The diocese in southwest Poland has been embroiled in controversy since last September, when reports of an orgy at the home of a priest in the town of Dabrowa Gornicza emerged.
The priest, known as Tomasz Z due to Polish privacy laws, was placed in pre-trial detention after his arrest on Monday and could potentially face up to 10 years in prison.
“Three of [the charges] concern crimes described in the law on counteracting drug addiction and are related to providing drugs, one of these is additionally related to… crimes against sexual freedom and decency,” a spokesman for the local prosecution told PAP.
The fourth charge is related to the failure to assist someone facing a threat to their life or health.
According to Polish media reports, a man collapsed at the party after taking an excessive amount of erectile dysfunction pills.

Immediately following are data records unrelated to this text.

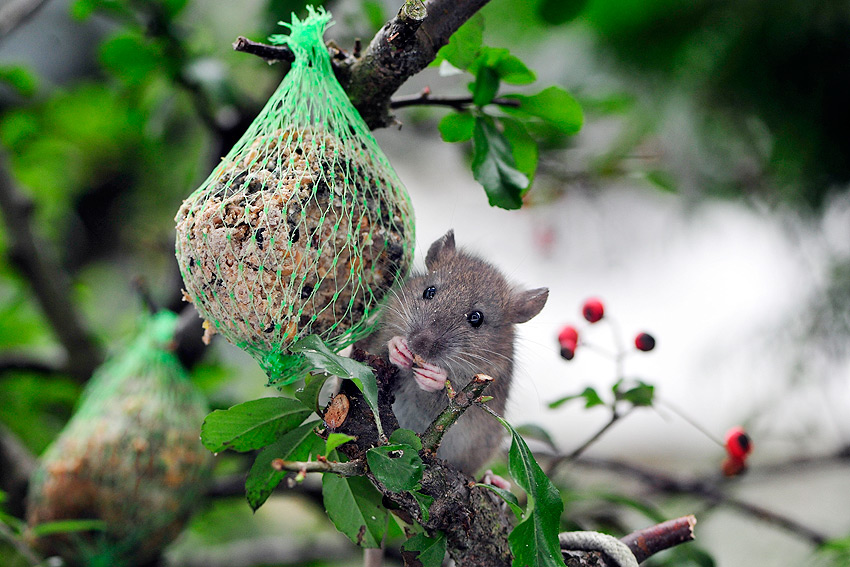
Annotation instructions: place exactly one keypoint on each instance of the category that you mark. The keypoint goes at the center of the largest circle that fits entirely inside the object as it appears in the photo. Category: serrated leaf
(557, 12)
(464, 44)
(493, 166)
(251, 425)
(298, 445)
(457, 127)
(424, 501)
(335, 440)
(406, 437)
(398, 467)
(485, 87)
(506, 495)
(553, 105)
(19, 78)
(322, 358)
(523, 148)
(640, 395)
(534, 541)
(309, 394)
(591, 399)
(354, 507)
(430, 551)
(533, 431)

One of the attendees at the party called an ambulance, but when paramedics arrived they were refused entry and were only able to attend to the man after police were called, as the reports indicate.

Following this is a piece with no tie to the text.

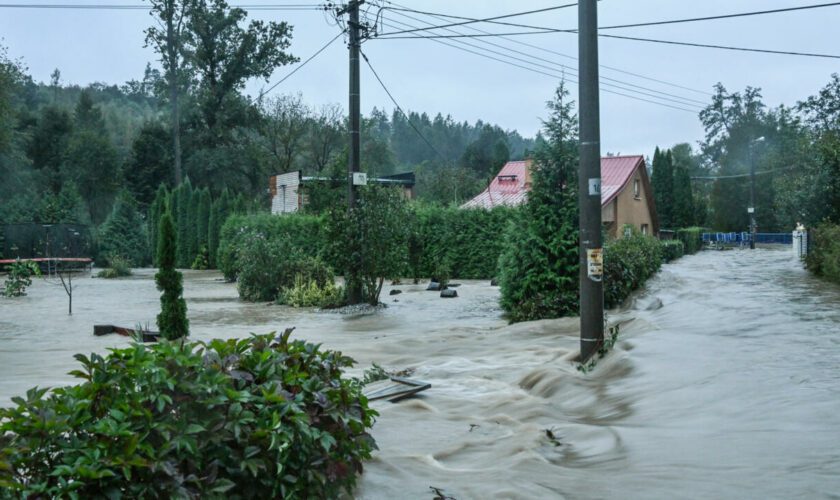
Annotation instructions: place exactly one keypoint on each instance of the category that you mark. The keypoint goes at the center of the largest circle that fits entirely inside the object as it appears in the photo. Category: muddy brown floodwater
(725, 383)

The media reports suggested that the collapsed man was a male prostitute, but the prosecutor’s office refuted those claims, stating that three men had taken part in the event – the man who collapsed, Tomasz Z, and a man who called for help.
The bishop of the diocese resigned last year, as per the Vatican, without providing a reason for his resignation. Also, Tomasz Z was dismissed from the clergy last year after the media reported on the alleged sex party.
Parallel to the work of the prosecutor’s office, the church will also conduct its own trial in the case of Thomasz Z, with the results being forwarded to the Vatican, according to the press office of the Sosnowiec diocese as told to Reuters.